Conoy Township supervisors asked their solicitor to look into what can be done about a Locust Grove Road resident who has been firing a gun repeatedly, including late at night and early in the morning.
Supervisors Chairman Stephen L. Mohr said at the township meeting on Thursday, Aug. 10, that police have been called about the gunfire, but he said the man firing the gun has not been breaking any laws. He said the disturbances have been going on for two years.
“It started out as a neighborhood feud and it has escalated,” Mohr said.
The man has been shooting toward his own house lately, with solid steel plates to prevent the bullets from doing any damage, Mohr said, but he added that the noise of the gunshots has been a nuisance, and that police have asked him to show up at the shooter’s house when they are too busy to respond.
Mohr said there is only so much police can do.

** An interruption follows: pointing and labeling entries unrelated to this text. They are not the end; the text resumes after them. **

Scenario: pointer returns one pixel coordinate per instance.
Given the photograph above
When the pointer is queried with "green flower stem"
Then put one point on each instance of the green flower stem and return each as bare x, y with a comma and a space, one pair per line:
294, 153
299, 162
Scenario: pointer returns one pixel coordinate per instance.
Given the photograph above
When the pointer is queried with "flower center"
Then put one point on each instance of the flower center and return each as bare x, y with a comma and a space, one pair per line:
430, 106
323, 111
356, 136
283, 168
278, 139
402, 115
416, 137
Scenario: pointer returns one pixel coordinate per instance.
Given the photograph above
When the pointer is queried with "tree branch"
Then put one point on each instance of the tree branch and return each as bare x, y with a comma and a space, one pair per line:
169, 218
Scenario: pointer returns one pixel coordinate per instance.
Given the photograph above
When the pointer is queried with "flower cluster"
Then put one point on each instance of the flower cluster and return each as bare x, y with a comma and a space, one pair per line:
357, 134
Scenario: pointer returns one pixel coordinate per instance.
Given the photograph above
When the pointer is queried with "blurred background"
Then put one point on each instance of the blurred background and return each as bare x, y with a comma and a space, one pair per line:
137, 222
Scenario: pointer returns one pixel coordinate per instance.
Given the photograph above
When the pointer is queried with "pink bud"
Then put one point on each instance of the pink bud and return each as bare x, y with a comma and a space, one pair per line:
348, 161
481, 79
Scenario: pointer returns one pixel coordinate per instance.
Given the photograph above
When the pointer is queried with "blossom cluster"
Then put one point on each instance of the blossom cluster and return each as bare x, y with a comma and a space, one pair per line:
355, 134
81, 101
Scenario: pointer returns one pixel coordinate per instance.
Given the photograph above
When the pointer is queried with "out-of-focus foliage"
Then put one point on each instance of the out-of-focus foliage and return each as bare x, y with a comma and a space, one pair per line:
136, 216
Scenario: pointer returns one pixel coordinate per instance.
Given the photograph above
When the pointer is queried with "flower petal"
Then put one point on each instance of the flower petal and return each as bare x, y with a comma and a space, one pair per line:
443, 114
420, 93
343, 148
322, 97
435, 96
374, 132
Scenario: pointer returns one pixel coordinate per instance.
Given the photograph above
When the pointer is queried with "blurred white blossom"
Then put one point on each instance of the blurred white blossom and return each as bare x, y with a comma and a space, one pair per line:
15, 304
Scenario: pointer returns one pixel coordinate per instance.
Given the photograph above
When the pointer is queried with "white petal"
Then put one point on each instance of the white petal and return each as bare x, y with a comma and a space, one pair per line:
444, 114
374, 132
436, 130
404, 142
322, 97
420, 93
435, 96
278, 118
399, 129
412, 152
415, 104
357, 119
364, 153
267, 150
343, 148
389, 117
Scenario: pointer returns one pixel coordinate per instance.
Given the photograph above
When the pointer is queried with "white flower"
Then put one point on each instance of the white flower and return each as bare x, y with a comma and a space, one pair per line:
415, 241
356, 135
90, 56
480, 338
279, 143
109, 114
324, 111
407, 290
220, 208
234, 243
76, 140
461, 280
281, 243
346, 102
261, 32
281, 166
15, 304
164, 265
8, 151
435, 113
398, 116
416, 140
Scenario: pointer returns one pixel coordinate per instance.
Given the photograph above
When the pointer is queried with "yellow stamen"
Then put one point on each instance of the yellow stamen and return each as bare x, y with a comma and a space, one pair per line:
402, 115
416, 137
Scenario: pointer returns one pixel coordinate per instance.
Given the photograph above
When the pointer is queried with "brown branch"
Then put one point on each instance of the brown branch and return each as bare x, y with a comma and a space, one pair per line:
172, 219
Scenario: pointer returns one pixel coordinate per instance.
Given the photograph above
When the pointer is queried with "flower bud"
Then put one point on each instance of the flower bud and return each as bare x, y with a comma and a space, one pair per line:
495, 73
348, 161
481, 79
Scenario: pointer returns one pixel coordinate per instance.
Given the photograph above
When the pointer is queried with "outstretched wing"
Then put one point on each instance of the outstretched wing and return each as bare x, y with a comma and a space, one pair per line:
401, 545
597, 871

“At some point it becomes harassment if the police do, in fact, overstep their bounds,” he said, adding that police have been getting advice from the district attorney’s office about what they can do.
Township Solicitor Matthew J. Creme Jr. said the township has a nuisance ordinance and that he can look into what can be done about the matter. He added that the township is limited in what it can do because it must be concerned about violation of Second Amendment rights, but private citizens do not need to recognize those rights if they wish to pursue civil actions.
Supervisors Vice-Chair Gina R. Mariani said the township should pursue action under a nuisance ordinance for any sort of noise nuisance, not just gunshots.
“You don’t need to run your mower at 5 o’clock in the morning just to bug people,” Mariani said.
Mariani said many neighbors have complained to her about the gunshots and she urges them to report the shots to police so the matter will be documented.
Mohr said the man who has been disturbing neighbors with gunfire is well versed in his legal rights.
“He knows he’s stretching it to the limit – knows every paragraph in every law book,” Mohr said.
In other business, supervisors agreed to waive penalties and interest for people who establish payment plans for overdue sewer bills and stick to the plans. Supervisor Clyde H. Pickel cast the lone vote against that; Supervisor John L. Shearer had left the meeting early; Supervisors Kevin S. McKain, Mohr and Mariani voted in favor.
In another split vote, supervisors agreed to advertise a proposed ordinance accepting dedication of two streets and two open space lots in the TownsEdge housing development. Mariani voted against that; Shearer was absent and the other three voted in favor. Creme emphasized that the vote was not to accept dedication but merely to advertise a proposed ordinance that would be voted on at the next supervisors meeting, scheduled for 7 p.m. on Thursday, Sept. 14.